Army officials in charge of developing the new warrant officer position began with a group of 75 candidates from 13 branches across the Army who were chosen out of over 120 applicants based on their previous knowledge and skill sets. After the initial selection process, the 420T candidates underwent an “attribute based selection” with personality tests focused on problem solving, communication, leadership and cognitive skills. Then they went on to a panel interview.

Soldiers also had to test their creativity on a consequences test with open-ended what-if questions where they had to show how original they could be. A previous test example posed the question: “What would be the consequences if everyone suddenly lost the ability to read and write?”

The Army plans for the first cohort of 420T warrant officers to join its recruiting enterprise late this summer.
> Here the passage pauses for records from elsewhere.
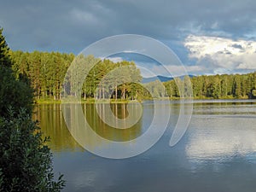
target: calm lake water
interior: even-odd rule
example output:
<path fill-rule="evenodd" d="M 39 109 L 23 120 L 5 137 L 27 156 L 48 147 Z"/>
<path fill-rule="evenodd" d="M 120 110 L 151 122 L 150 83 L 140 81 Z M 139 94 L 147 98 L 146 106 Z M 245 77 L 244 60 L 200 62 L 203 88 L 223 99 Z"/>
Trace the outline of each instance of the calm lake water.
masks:
<path fill-rule="evenodd" d="M 167 105 L 165 102 L 157 105 Z M 171 148 L 178 102 L 169 104 L 171 120 L 160 141 L 145 153 L 124 160 L 102 158 L 86 151 L 69 133 L 61 105 L 38 105 L 34 118 L 51 137 L 55 172 L 63 173 L 67 180 L 63 191 L 255 191 L 256 101 L 195 101 L 188 131 Z M 99 119 L 94 104 L 82 108 L 93 129 L 113 141 L 129 141 L 143 134 L 154 115 L 154 103 L 146 102 L 136 125 L 116 130 Z M 124 119 L 125 108 L 115 104 L 111 109 Z"/>

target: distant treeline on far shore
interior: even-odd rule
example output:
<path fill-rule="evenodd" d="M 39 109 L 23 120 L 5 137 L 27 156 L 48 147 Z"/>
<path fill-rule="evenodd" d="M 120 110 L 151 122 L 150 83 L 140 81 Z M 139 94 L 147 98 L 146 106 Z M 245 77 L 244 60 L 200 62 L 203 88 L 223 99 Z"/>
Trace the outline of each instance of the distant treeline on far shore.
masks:
<path fill-rule="evenodd" d="M 11 51 L 11 58 L 14 63 L 12 67 L 16 72 L 16 75 L 21 73 L 30 79 L 36 100 L 61 99 L 63 79 L 75 55 L 59 52 Z M 156 80 L 142 85 L 143 77 L 133 61 L 123 61 L 114 63 L 109 60 L 95 58 L 93 55 L 87 57 L 80 55 L 76 59 L 80 59 L 84 63 L 84 68 L 80 70 L 84 70 L 87 64 L 97 62 L 97 65 L 89 72 L 83 84 L 81 96 L 84 100 L 91 98 L 143 100 L 153 97 L 178 99 L 188 96 L 184 93 L 189 80 L 195 98 L 256 97 L 256 72 L 247 74 L 185 76 L 183 79 L 175 78 L 164 83 Z M 108 90 L 110 90 L 108 86 L 110 84 L 102 84 L 101 80 L 106 74 L 119 67 L 127 67 L 119 75 L 108 77 L 109 80 L 118 82 L 117 79 L 123 79 L 125 82 L 129 82 L 129 79 L 132 79 L 132 82 L 114 85 L 111 84 L 113 91 L 108 92 Z"/>

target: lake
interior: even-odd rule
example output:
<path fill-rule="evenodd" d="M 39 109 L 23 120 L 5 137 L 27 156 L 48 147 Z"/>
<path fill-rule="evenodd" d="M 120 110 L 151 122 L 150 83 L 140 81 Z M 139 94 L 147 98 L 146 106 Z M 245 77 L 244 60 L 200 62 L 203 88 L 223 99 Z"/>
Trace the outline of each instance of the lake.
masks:
<path fill-rule="evenodd" d="M 99 157 L 82 148 L 71 136 L 60 104 L 37 106 L 34 119 L 40 121 L 44 135 L 51 137 L 49 145 L 54 154 L 55 172 L 63 173 L 67 180 L 63 191 L 255 190 L 255 100 L 195 101 L 189 128 L 174 147 L 170 147 L 169 142 L 177 121 L 179 102 L 163 101 L 155 105 L 171 108 L 164 135 L 145 153 L 119 160 Z M 154 114 L 154 106 L 153 102 L 143 102 L 142 118 L 125 130 L 104 124 L 94 104 L 82 104 L 82 108 L 98 135 L 123 142 L 146 132 Z M 125 104 L 111 105 L 113 113 L 119 119 L 128 116 Z M 93 144 L 95 148 L 108 148 L 102 143 Z"/>

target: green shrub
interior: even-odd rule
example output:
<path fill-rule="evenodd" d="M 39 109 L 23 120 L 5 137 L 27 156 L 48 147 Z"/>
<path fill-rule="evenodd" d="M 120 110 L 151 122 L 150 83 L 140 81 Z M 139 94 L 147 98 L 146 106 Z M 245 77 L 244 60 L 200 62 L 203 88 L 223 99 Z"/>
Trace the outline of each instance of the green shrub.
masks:
<path fill-rule="evenodd" d="M 37 122 L 25 109 L 9 109 L 0 117 L 0 190 L 60 191 L 65 185 L 60 175 L 54 180 L 52 154 L 42 139 Z"/>

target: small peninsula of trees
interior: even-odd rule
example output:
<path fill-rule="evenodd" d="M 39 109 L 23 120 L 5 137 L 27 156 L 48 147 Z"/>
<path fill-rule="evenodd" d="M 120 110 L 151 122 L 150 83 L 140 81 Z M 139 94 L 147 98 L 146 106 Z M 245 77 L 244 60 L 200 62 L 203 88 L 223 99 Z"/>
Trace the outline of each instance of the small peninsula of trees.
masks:
<path fill-rule="evenodd" d="M 28 77 L 34 90 L 36 99 L 60 100 L 61 96 L 62 83 L 67 68 L 72 61 L 81 60 L 84 67 L 77 71 L 85 70 L 85 65 L 97 62 L 89 72 L 89 75 L 82 86 L 81 96 L 85 99 L 150 99 L 152 97 L 183 98 L 184 96 L 182 89 L 186 87 L 190 80 L 195 98 L 253 98 L 256 90 L 256 72 L 247 74 L 223 74 L 223 75 L 201 75 L 196 77 L 176 78 L 174 80 L 164 82 L 150 82 L 140 85 L 143 79 L 140 71 L 132 61 L 120 61 L 114 63 L 110 60 L 100 60 L 93 55 L 75 57 L 73 54 L 59 52 L 32 53 L 22 51 L 11 51 L 12 68 L 16 72 L 16 76 Z M 101 80 L 112 70 L 119 67 L 128 67 L 119 75 L 108 77 L 109 83 L 101 84 Z M 81 67 L 81 66 L 80 66 Z M 133 83 L 114 84 L 113 82 L 133 80 Z M 163 87 L 163 84 L 165 87 Z M 112 88 L 108 86 L 112 85 Z M 70 84 L 75 86 L 75 84 Z M 96 90 L 96 88 L 97 91 Z M 145 89 L 147 88 L 147 89 Z M 165 91 L 165 88 L 166 91 Z M 108 90 L 113 90 L 110 96 Z M 148 91 L 149 90 L 149 91 Z M 149 93 L 151 92 L 151 94 Z"/>

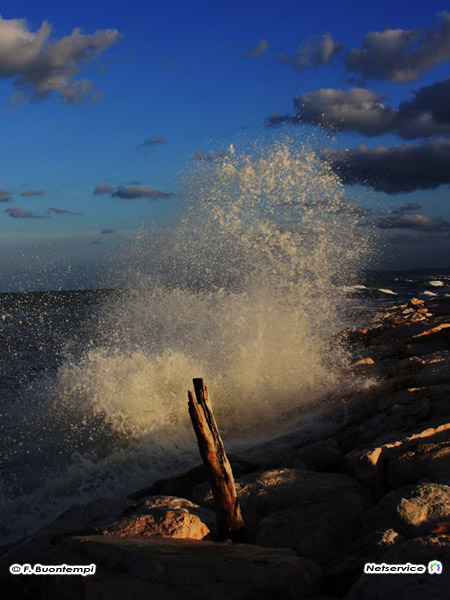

They will begin their training in May at Fort Jackson, South Carolina. Candidates will train for two weeks there, learning data management and HR systems and then head to Fort Knox for two months of training at the Army’s Recruiting College with lessons on analytics, marketing and public relations.

When they’re done with training and have their assignments, the Army will place them into a professional academic certification “so that they will enter that program when they hit their first assignment and they will be able to learn throughout that first year from the academic institutions,” said Col. Christine Rice who is directing the 420T assessment and selection.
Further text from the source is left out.